Lough Neagh had research facilities and laboratories and teams working on nutrient levels from the 1960s until 2005. These stations and dedicated projects have all been closed since the Good Friday Agreement, the most notable being a research laboratory on the shores of Lough Neagh called Traád Point. It is almost impossible to produce research and collect data on the scale of the environmental issues, when there are no facilities to monitor the pollution. In recent months, new prospecting licenses have been granted by the department for the economy in the Sperrin Mountains, an area of outstanding natural beauty. Despite widespread community outcry and condemnation, our departments are placing international economic interest over community consent and public health. Two petroleum applications also remain under review.

Recent reports in the Financial Times revealed that American law makers and former Secretary of State, Peter Mandelson, were applying political pressure on our departments to fast-track mining applications against the will of the people. For a decade, the campaign group Save Our Sperrins, supported by tens of thousands of people, has fought to protect these landscapes. Yet, our public servants and departments appear to favour international investors rather than the local population, who overwhelmingly want to protect our sacred natural spaces and resources. Prospecting licences should never have been agreed to, particularly not in designated areas of outstanding natural beauty.

For Northern Ireland to cease being treated as a sacrifice zone would require substantial investment, cross-party political will and support, departmental restructuring, and a stronger role for local communities. Greater consideration must also be given to future generations when making economic and environmental decisions, as they will inevitably bear the greatest impact (Cooley & Hill, 2025).

There is broad agreement among the people of Northern Ireland that environmental health is important, should be prioritised, and must remain on the political agenda. In 2024, Lough Neagh became the first environmental project ever to be included in the programme for government. At present, however, it could be argued that the Good Friday Agreement – together with its environmental shortcomings and unresolved colonial legacies – continues to undermine the quality of life and health of people in Northern Ireland. It may now be time to envision a new agreement, one that frames sustainable peace through the lens of a healthy, thriving population and environment.

References

Cooley, L. and Hill, E., 2025. Are the rights of nature the only way to save Lough Neagh?. The Political Quarterly.
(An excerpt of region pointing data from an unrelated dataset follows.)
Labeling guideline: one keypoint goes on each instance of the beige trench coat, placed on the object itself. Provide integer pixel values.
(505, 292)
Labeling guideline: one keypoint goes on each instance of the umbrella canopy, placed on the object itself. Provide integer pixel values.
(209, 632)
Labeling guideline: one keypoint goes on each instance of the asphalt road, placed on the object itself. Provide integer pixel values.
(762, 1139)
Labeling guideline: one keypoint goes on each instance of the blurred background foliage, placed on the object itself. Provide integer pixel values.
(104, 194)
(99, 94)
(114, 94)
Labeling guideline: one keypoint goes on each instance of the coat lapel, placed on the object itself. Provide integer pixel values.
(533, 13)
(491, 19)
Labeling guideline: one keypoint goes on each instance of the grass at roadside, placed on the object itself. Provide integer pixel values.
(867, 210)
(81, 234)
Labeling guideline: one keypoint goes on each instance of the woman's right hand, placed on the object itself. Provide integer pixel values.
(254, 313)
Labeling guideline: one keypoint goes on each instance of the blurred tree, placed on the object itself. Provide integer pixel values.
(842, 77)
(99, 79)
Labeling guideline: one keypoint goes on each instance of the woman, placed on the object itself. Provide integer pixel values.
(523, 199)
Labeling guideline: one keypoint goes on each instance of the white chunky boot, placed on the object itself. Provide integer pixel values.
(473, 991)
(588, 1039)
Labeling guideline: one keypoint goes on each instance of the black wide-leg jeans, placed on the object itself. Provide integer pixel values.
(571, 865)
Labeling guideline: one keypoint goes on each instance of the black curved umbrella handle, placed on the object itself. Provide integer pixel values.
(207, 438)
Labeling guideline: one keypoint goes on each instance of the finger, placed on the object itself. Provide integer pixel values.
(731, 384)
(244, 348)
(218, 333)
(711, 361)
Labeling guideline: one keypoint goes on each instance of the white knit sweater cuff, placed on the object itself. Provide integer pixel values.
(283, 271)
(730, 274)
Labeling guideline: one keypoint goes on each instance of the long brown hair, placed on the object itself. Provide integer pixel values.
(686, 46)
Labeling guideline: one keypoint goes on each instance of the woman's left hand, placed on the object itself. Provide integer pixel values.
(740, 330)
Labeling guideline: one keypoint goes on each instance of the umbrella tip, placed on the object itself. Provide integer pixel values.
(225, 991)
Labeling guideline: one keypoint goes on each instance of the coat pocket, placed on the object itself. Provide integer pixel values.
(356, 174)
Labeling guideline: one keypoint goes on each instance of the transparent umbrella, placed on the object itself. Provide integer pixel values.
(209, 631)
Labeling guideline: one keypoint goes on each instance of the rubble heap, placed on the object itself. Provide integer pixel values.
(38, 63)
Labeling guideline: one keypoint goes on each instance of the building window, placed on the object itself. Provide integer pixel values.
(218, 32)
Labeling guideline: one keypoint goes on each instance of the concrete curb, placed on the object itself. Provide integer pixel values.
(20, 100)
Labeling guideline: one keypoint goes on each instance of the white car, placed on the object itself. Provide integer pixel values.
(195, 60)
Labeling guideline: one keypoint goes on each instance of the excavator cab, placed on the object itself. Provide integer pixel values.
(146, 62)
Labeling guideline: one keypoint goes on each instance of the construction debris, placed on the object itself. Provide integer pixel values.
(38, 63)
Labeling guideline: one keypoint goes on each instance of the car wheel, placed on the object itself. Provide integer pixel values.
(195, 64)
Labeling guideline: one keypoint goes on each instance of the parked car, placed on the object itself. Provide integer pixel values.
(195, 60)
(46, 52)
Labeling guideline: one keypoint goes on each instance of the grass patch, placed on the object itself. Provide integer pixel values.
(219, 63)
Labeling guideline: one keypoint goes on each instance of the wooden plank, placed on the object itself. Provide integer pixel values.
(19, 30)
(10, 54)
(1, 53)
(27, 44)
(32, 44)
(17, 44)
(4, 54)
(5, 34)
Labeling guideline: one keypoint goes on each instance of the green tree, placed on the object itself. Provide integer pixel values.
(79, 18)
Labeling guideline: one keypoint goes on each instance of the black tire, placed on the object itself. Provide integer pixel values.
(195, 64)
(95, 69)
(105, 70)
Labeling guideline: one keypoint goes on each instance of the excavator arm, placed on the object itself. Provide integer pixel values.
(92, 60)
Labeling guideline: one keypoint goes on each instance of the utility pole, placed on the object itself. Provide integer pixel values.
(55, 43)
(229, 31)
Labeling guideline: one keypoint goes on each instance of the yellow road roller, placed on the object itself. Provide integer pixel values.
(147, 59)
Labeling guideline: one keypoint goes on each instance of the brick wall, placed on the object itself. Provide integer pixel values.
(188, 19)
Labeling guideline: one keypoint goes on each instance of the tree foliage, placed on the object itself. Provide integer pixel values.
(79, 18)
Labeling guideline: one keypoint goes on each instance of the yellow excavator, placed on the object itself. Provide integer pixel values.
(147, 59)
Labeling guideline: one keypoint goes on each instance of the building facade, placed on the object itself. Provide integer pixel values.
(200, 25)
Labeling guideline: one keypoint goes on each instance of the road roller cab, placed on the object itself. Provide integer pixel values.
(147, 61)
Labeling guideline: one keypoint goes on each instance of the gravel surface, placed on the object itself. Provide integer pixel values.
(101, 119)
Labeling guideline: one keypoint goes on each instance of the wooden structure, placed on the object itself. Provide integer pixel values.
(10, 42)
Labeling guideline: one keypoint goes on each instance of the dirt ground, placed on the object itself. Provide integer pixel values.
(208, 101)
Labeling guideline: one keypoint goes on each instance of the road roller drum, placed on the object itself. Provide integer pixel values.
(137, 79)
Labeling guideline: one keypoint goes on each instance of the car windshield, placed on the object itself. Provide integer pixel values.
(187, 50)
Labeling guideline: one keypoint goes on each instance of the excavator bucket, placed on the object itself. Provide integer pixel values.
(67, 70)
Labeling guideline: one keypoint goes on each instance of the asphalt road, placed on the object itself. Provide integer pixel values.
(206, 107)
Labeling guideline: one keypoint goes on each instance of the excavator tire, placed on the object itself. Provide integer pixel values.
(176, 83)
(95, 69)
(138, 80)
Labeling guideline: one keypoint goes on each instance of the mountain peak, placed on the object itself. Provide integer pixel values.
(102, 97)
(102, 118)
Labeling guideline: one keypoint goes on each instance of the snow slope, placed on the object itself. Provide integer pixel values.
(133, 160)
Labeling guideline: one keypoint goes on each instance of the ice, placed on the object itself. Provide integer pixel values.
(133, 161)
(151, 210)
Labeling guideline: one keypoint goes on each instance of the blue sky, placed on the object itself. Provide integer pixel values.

Doran, P., 2024. Are Lough Neagh and the rights of nature the unfinished business of ‘the peace process’?. Administration72(4), pp.209-236.

Hwang, J., 2024. The Political Economy of the Mobuoy Illegal Dump in Northern Ireland: A Green Criminology Perspective. International Journal for Crime, Justice and Social Democracy.

Reid, N., Reyne, M.I., O’Neill, W., Greer, B., He, Q., Burdekin, O., McGrath, J.W. and Elliott, C.T., 2024. Unprecedented Harmful algal bloom in the UK and Ireland’s largest lake associated with gastrointestinal bacteria, microcystins and anabaenopeptins presenting an environmental and public health risk. Environment international190, p.108934.

Taylor, L. and Barry, J., 2024. Northern Ireland as a sacrifice zone: the Lough Neagh crisis.